Stochastic processes can be used in music to compose a fixed piece or can be produced in performance. Stochastic music was pioneered by Iannis Xenakis, who used probability, game theory, group theory, set theory, and Boolean algebra, and frequently used computers to produce his scores. Earlier, John Cage and others had composed aleatoric or indeterminate music, which is created by chance processes but does not have the strict mathematical basis (Cage's Music of Changes, for example, uses a system of charts based on the I-Ching).
When color reproductions are made, the image is separated into its component colors by taking multiple photographs filtered for each color. One resultant film or plate represents each of the cyan, magenta, yellow, and black data. Color printing is a binary system, where ink is either present or not present, so all color separations to be printed must be translated into dots at some stage of the work-flow. Traditional line screens which are amplitude modulated had problems with moiré but were used until stochastic screening became available. A stochastic (or frequency modulated) dot pattern creates a sharper image.

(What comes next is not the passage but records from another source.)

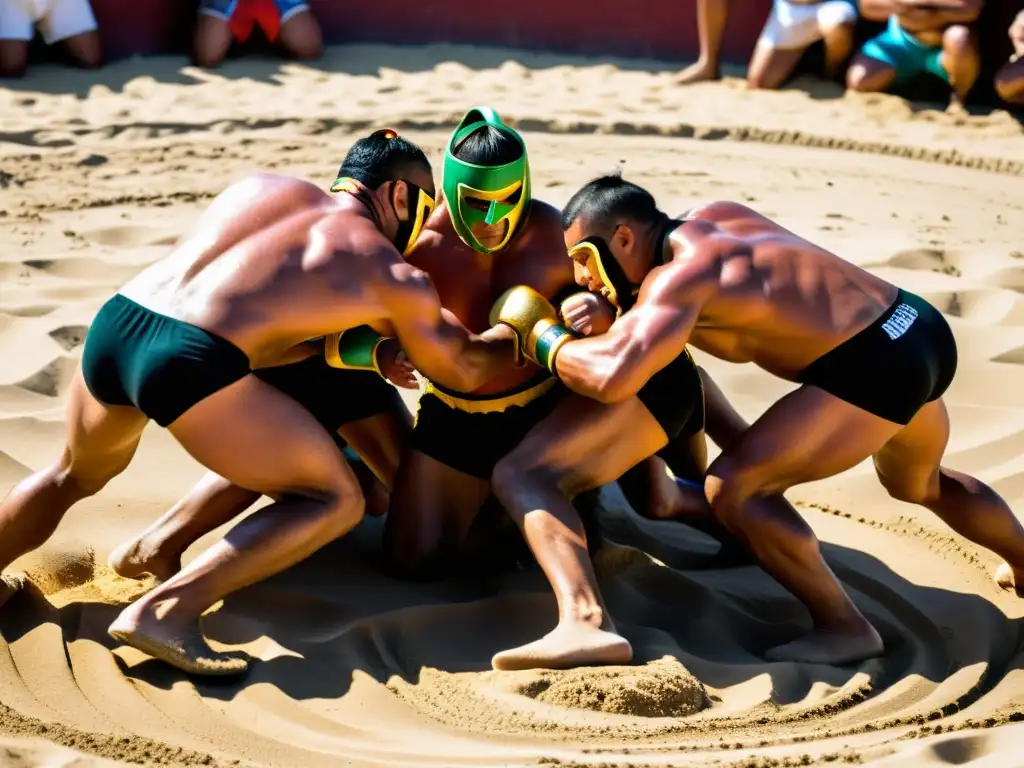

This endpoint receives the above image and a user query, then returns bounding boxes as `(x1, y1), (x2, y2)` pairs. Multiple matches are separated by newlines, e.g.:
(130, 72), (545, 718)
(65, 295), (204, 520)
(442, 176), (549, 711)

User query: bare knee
(490, 450), (577, 523)
(874, 465), (939, 506)
(705, 454), (762, 530)
(995, 59), (1024, 104)
(281, 11), (324, 61)
(846, 55), (896, 93)
(0, 40), (29, 78)
(65, 32), (103, 70)
(942, 24), (974, 56)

Non-deterministic approaches in language studies are largely inspired by the work of Ferdinand de Saussure. In usage-based linguistic theories, for example, where it is argued that competence, or langue, is based on performance, or parole, in the sense that linguistic knowledge is based on frequency of experience, grammar is often said to be probabilistic and variable rather than fixed and absolute. This is so, because one's competence changes in accordance with one's experience with linguistic units. This way, the frequency of usage-events determines one's knowledge of the language in question.
Stochastic social science theory is similar to systems theory in that events are interactions of systems, although with a marked emphasis on unconscious processes. The event creates its own conditions of possibility, rendering it unpredictable if simply for the amount of variables involved. Stochastic social science theory can be seen as an elaboration of a kind of 'third axis' in which to situate human behavior alongside the traditional 'nature vs. nurture' opposition. See Julia Kristeva on her usage of the 'semiotic', Luce Irigaray on reverse Heideggerian epistemology, and Pierre Bourdieu on polythetic space for examples of stochastic social science theory.
Manufacturing processes are assumed to be stochastic processes. This assumption is largely valid for either continuous or batch manufacturing processes. Testing and monitoring of the process is recorded using a process control chart which plots a given process control parameter over time. Typically a dozen or many more parameters will be tracked simultaneously. Statistical models are used to define limit lines which define when corrective actions must be taken to bring the process back to its intended operational window.
The financial markets use stochastic models to represent the seemingly random behaviour of assets such as stocks, commodities and interest rates. These models are then used by quantitative analysts to value options on stock prices, bond prices, and on interest rates, see Markov models. Moreover, it is at the heart of the insurance industry.